HY-World-2.0 / DOCUMENTATION.md
ZhenweiWang's picture
Update DOCUMENTATION.md
af597e9 verified

HunyuanWorld 2.0 β€” Documentation

This document provides detailed usage guides, parameter references, and output format specifications for each component of HunyuanWorld 2.0.

Table of Contents


WorldMirror 2.0 (World Reconstruction)

Overview

WorldMirror 2.0 is a unified feed-forward model for comprehensive 3D geometric prediction from multi-view images or video. It simultaneously generates:

  • 3D point clouds in world coordinates
  • Per-view depth maps in camera frame
  • Surface normals in camera coordinates
  • Camera poses (c2w) and intrinsics
  • 3D Gaussian Splatting attributes (means, scales, rotations, opacities, SH coefficients)

Key improvements over WorldMirror 1.0:

  • Normalized RoPE for flexible resolution inference
  • Depth mask prediction for robust invalid pixel handling
  • Sequence Parallel + FSDP + BF16 for efficient multi-GPU inference

Python API

WorldMirrorPipeline.from_pretrained

Factory method to load the model and create a pipeline instance.

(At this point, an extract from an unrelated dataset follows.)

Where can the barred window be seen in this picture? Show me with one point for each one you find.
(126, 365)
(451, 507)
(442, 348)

from hyworld2.worldrecon.pipeline import WorldMirrorPipeline

pipeline = WorldMirrorPipeline.from_pretrained(
    pretrained_model_name_or_path="tencent/HY-World-2.0",
    subfolder="HY-WorldMirror-2.0",
    config_path=None,
    ckpt_path=None,
    use_fsdp=False,
    enable_bf16=False,
    fsdp_cpu_offload=False,
    disable_heads=None,
)
Parameter Type Default Description
pretrained_model_name_or_path str "tencent/HY-World-2.0" HuggingFace repo ID or local path
subfolder str "HY-WorldMirror-2.0" Subfolder inside the repo containing WorldMirror checkpoint (model.safetensors + config)
config_path str None Training config YAML (used with ckpt_path for custom checkpoints)
ckpt_path str None Checkpoint file (.ckpt / .safetensors). When provided with config_path, loads model from local checkpoint instead of HuggingFace
use_fsdp bool False Shard parameters across GPUs via Fully Sharded Data Parallel
enable_bf16 bool False Use bfloat16 precision (except numerically critical layers)
fsdp_cpu_offload bool False Offload FSDP parameters to CPU (saves GPU memory at the cost of speed)
disable_heads list[str] None Heads to disable and free from memory. Options: "camera", "depth", "normal", "points", "gs"

Notes:

  • Distributed mode is auto-detected from WORLD_SIZE environment variable (set by torchrun).
  • When using multi-GPU, each rank must call from_pretrained β€” the method handles dist.init_process_group internally.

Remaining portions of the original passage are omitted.